Frappe en direct à Kobané
YUMURTALIK (Turquie), 24 octobre 2014 – Depuis fin septembre, des dizaines de journalistes sont massés dans le village de Mürșitpinar, en Turquie, pour assister de loin aux violents combats à Kobané. Dans cette ville syrienne située juste de l’autre côté de la frontière, les Unités de protection du peuple (YPG) kurdes résistent depuis des semaines aux assauts du groupe Etat islamique, appuyées par la coalition internationale qui mène quotidiennement des frappes aériennes contre les positions des jihadistes.

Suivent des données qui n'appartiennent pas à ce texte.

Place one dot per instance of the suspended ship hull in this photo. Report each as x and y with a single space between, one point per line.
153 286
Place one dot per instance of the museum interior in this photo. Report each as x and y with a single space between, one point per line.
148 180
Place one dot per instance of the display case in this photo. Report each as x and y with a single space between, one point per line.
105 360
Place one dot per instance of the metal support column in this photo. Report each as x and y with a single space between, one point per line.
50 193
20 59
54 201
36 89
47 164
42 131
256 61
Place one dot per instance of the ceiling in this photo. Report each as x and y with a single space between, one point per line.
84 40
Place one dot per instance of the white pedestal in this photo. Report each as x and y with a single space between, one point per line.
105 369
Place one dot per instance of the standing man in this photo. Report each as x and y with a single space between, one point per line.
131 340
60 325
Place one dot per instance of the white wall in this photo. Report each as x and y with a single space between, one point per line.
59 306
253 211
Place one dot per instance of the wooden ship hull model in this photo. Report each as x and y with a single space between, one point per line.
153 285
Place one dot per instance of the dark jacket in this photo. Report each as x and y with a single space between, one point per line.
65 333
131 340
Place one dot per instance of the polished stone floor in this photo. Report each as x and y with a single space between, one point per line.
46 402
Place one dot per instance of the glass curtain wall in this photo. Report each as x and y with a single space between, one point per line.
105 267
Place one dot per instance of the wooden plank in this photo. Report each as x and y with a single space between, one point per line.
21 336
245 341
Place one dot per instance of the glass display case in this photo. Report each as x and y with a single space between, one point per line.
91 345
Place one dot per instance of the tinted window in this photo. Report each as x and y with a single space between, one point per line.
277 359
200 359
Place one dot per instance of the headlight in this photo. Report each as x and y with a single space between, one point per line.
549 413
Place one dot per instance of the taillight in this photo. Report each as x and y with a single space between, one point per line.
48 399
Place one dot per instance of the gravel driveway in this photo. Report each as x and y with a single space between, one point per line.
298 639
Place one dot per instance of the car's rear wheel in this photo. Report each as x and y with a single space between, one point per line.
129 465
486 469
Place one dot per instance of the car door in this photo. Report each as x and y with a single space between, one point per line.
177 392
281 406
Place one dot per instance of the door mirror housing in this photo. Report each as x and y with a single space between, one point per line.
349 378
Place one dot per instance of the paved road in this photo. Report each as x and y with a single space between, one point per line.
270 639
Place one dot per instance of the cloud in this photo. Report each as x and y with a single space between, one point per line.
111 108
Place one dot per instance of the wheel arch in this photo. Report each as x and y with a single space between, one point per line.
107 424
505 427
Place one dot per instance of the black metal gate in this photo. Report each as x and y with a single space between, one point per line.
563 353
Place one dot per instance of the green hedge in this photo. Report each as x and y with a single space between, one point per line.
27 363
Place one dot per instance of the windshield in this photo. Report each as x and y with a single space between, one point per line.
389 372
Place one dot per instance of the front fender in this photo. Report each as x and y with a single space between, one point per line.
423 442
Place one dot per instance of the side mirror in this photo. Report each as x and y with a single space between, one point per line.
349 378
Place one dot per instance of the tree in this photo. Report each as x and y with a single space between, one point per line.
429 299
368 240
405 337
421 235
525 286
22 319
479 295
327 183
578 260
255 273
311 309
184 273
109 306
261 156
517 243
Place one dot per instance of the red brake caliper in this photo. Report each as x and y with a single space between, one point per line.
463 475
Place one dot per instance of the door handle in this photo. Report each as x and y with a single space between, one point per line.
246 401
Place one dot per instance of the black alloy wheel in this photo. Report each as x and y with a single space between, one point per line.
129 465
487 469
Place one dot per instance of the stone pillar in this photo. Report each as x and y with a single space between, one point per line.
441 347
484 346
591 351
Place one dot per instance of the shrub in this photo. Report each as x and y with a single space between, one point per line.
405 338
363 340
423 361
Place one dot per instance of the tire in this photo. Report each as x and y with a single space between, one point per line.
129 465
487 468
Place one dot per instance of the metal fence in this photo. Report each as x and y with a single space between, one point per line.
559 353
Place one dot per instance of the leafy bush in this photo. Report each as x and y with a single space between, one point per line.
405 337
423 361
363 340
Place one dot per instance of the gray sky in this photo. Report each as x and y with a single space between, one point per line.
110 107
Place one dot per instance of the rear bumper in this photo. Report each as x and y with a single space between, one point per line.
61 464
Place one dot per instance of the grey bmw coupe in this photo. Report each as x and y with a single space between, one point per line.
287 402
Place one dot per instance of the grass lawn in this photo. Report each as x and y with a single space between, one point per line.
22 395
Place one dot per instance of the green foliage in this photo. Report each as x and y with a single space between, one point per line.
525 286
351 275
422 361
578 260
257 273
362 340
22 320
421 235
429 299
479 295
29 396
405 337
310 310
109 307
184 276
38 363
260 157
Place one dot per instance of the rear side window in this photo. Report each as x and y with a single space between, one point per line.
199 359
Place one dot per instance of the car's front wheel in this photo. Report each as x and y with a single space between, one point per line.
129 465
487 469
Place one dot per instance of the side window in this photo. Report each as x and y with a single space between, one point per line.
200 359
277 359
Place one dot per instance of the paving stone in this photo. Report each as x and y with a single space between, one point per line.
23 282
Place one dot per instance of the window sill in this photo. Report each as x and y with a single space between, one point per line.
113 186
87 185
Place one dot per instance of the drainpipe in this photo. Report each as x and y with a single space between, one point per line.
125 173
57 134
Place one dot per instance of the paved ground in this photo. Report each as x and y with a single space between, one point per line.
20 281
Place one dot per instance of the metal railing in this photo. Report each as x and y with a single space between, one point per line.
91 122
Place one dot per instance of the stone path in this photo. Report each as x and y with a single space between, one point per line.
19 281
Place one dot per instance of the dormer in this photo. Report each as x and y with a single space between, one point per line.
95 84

Ce jeudi 23 octobre, je suis à Mürșitpinar depuis une dizaine de jours. Vers cinq heures et demie de l’après-midi, mon collègue Bülent Kiliç, photographe de l’AFP venu d’Istanbul, reçoit une information selon laquelle des combattants de l’EI auraient planté un de leurs drapeaux sur la colline de Tilsehir, à environ trois kilomètres à l’ouest de Kobané, en face du village turc de Yumurtalik. C’est une autre colline que celle qui avait été prise en photo le 7 octobre, lorsque les jihadistes avaient fait flotter leurs premiers drapeaux noirs sur Kobané. Elle se trouve de l’autre côté de la ville, et n’est pas visible depuis l’endroit où les journalistes et les réfugiés kurdes ont pris l’habitude de se poster des heures durant pour observer la bataille.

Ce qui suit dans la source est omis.